As the evolution of cellphone and smart devices has progressed so too have their camera features which is a marketing strategy for every generation of cellular device. The camera on a cellphone operates like traditional digital single-lens reflex cameras with some key differences. Since the lens on a smartphone are relatively small an image is capture using a series of convex and concave lenses that work to focus visible light towards a sensor thus creating a digital image.⁵⁷ Most cellphones sold today come with multiple cameras with lenses of varying focal lengths which allows users to capture wider angles-of-view or magnify the image depending on settings. Once the visible light interfaces with the system of lenses the EMR is refracted at varying angles which pass through a sensor. Most mobile devices utilize a Complementary Metal-Oxide semiconductor (CMOS) to digitize EMR as its extremely energy efficient.⁵⁸ This sensor is made up of millions of light-catching cavities called photosites.⁵⁹ The strength of the digital signal is dependent on exposure length and shutter speed.
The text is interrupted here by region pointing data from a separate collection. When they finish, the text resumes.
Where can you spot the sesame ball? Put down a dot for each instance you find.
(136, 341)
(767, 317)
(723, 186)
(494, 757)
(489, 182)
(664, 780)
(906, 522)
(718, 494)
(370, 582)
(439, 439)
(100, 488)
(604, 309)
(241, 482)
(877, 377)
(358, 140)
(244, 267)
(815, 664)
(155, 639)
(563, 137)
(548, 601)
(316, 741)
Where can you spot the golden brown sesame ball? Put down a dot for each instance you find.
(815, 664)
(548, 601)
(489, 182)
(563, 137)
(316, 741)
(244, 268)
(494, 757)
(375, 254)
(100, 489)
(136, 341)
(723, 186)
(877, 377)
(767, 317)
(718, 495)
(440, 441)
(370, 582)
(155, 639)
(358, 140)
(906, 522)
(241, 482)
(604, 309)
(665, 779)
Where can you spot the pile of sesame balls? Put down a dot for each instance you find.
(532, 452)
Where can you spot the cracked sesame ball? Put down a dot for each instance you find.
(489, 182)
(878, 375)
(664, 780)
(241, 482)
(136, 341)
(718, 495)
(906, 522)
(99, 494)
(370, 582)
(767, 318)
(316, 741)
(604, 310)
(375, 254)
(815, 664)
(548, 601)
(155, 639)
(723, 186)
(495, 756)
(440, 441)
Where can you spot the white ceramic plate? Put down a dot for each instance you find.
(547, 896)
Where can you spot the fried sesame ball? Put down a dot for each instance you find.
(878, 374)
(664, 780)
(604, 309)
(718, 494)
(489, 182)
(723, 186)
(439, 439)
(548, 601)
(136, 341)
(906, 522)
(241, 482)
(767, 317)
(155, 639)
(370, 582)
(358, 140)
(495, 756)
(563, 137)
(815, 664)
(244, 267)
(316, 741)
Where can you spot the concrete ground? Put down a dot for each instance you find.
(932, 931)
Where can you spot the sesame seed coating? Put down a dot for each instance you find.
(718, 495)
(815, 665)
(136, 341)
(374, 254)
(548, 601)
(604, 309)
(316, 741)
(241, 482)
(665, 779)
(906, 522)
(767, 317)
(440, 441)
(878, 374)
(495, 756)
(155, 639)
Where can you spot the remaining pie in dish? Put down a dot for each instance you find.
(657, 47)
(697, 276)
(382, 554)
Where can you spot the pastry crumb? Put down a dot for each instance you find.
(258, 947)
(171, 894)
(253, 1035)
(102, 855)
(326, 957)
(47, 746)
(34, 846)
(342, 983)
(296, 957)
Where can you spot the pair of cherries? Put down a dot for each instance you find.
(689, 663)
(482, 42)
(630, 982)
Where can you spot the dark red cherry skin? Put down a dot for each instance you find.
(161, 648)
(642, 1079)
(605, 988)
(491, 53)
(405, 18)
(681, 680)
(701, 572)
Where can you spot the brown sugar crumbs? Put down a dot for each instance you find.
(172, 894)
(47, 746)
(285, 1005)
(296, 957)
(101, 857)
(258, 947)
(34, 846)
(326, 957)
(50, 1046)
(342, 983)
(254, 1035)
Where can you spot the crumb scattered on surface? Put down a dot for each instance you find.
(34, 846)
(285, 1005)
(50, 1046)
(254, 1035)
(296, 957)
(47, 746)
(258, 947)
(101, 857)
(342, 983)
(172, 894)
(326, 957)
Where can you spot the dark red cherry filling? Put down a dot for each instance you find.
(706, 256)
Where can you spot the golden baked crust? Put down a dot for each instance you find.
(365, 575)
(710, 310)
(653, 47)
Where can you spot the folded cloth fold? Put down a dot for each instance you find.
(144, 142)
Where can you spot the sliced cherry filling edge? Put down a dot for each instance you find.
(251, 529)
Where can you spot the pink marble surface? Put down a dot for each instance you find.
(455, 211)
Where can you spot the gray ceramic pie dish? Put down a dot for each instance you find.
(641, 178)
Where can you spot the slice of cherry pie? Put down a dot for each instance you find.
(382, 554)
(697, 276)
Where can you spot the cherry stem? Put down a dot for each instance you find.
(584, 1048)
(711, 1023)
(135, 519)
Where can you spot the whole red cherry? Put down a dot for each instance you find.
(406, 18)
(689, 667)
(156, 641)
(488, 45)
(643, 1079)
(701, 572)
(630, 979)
A gray scale composite image is formed from this process. The photosite will result as white with a large exposure of light and black with low exposure to EMR.⁶⁰ An additional filter is needed for the sensor to interpret color. Most commonly digital cameras use a Bayer filter which consists of an array of red, green, and blue filters which captures light only within those bandwidths.⁶¹ Once the photosites relay the composite information of RGB a post processing calculates the color values for neighboring pixels resulting in a digital image.⁶² This complex sequence of events occurs every time your students take a selfie. The rapid advancement of digital technology is thanks to the fundamental understanding of electromagnetism and the constant source of electromagnetic radiation from the Sun. I truly hope we can appreciate the marvels of science by simply reflecting on the marvels of taking a digital photo with our classes.

Figure 5. This illustration from commons media shows the Bayer filter array which allows color values to be associated with pixels when taking photos on a cellular device.